Now, at long last, Adnet and Alves have united for an album, a 14-track compendium that captures a kinship that is the musical equivalent of water and air: distinct yet vitally interdependent. Alves is the sun-dappled sea, alternately roiling and calm but consistently deep, powerful and mysterious. Adnet is the vast sky, sometimes cloudy and occasionally stormy.
Together they strip bare both familiar gems (Caymmi’s “O Cantador,” Jobim’s “Caminhos Cruzados” and the near-century-old “Tico-Tico no Fubá”) and lesser-known classics (notably the Jobim film theme “Gabriela” and Edu Lobo and Vinicius de Moraes’ mournful “Canto Triste”), fully restoring their raw beauty. While Alves never falters, Adnet does stumble once. In the liner notes she admits to being somewhat challenged by the idea of singing “Waters of March” in English, and her discomfort shows. How much better, and truer to the spirit of the album, if she’d kept to Jobim’s original Portuguese lyric.
– Christopher Loudon JazzTimes
“…Maucha Adnet permeates the air with her velvety, warm, and passionate voice full of incomparable diction and unique pitch. Her masterful way of pausing and continuing with whispers can move anybody´s heart, reaching an intimate and soft point in her singing…” – Chip Boaz Latinjazznet
Adnet’s voice is transfixing, and Alves consistently draws you in with his imaginative pianism. This is an album to be listened to many times with additional nuances being discovered each time the music is revisited. – Joe Lang Jersey Jazz
Brazilian music in the right hands is magical.

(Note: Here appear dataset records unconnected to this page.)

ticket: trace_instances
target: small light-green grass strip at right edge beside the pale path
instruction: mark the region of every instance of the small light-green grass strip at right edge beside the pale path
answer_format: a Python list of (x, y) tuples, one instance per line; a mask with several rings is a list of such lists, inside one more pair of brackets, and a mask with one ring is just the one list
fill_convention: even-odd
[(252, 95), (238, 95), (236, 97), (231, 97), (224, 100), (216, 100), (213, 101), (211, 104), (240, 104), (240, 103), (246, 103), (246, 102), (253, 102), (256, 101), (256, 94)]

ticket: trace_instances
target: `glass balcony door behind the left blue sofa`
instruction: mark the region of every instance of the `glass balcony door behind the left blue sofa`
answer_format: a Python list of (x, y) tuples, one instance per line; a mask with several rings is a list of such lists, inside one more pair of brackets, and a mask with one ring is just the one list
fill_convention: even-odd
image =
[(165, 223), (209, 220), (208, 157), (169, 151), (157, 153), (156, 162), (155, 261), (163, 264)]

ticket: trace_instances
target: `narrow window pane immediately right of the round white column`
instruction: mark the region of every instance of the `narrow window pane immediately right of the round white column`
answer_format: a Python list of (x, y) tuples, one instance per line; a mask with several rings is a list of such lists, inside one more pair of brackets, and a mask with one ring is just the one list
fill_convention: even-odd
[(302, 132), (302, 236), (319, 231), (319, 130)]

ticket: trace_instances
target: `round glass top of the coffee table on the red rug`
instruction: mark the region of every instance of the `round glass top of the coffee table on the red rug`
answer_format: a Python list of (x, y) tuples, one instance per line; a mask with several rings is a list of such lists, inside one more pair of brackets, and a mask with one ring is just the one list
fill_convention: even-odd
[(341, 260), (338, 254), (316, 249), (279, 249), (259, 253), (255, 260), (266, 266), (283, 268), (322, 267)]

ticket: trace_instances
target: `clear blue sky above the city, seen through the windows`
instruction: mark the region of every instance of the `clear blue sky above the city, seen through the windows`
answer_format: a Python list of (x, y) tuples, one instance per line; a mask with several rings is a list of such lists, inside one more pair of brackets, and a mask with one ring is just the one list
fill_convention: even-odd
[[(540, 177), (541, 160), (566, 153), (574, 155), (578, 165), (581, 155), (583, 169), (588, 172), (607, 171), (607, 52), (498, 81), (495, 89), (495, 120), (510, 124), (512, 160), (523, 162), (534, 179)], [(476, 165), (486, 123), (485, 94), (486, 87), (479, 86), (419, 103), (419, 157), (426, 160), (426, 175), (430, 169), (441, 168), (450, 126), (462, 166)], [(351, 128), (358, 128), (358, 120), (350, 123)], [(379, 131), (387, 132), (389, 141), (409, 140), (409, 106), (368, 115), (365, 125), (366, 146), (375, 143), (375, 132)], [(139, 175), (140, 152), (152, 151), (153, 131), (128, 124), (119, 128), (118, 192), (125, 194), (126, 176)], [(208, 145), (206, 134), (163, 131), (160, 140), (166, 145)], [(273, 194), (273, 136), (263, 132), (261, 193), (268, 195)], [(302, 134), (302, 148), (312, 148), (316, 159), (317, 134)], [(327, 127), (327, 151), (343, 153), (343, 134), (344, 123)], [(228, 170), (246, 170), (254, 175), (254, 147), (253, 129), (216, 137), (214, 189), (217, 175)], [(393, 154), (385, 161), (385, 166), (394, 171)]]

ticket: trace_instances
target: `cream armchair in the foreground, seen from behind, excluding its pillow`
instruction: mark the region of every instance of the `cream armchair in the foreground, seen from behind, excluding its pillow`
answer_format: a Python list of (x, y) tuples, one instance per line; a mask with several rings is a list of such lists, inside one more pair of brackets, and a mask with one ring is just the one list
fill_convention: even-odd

Maucha Adnet and Helio Alves have the right hands. – Jack Goodstein Blogcritics.com
Milagre is recorded with such intimate clarity that it seems the performance is happening live, and right in front of the listener. Wonderful!
DR. JUDITH SCHLESINGER Allaboutjazz.com
This album, from artists who know how to celebrate life with their music, should be savored. – Marcia Hillman The New York City Jazz Record
Milagre is about living life to the fullest, pulling that last once of joy from our soul as we transcend our own personal pain to embrace the healing power within this glorious music. – Brent Black @Critical Jazz
Magic is in the air on this disk. I revel in it. If you like classic samba-bossa song, this duet will send you! – Greg Edwards Gapplegate Music Review
Adnet and Alves have such an easy way with one another throughout this date so, given their close musical proximity over the years; it’s surprising that it took this long for them to get together sans company. Milagre is a long overdue treat. – DAN BILAWSKY Allaboutjazz.com
In which this duo delivers on what the power of two means. With just voice and piano, we are reminded the Adnet family has too much of concentration of talent and that Alves is a swinging jazzbo that can play anything any way it’s requested. A duo can only light so much fireworks but be assured that none of the fireworks in their bag are duds. Keeping the song stack full of recognizable classics, even of they do them up in ways you aren’t familiar with, this is a smoking recital that’ll keep you rapt throughout. Killer stuff. – CHRIS SPECTOR, Editor and Publisher Midwes Record
…fourteen classics from their native Brazil. Maucha’s voice is packed with emotion and bathed in the full-bodied presentation by Alves. We liked the vibrant « Gabriela » and the bouncy title track. – D. Oscar Groomes O’s Place Jazz Magazine
This CD showcases the lovely Brazilian vocalist, Maucha Adnet, a renowned and authentic Jobim afiçionada, and the equally renowned Brazilian pianist, Helio Alves. The duo brings to the lucky listener a collection of 14 elegantly presented songs, of varying rhythms and temperaments.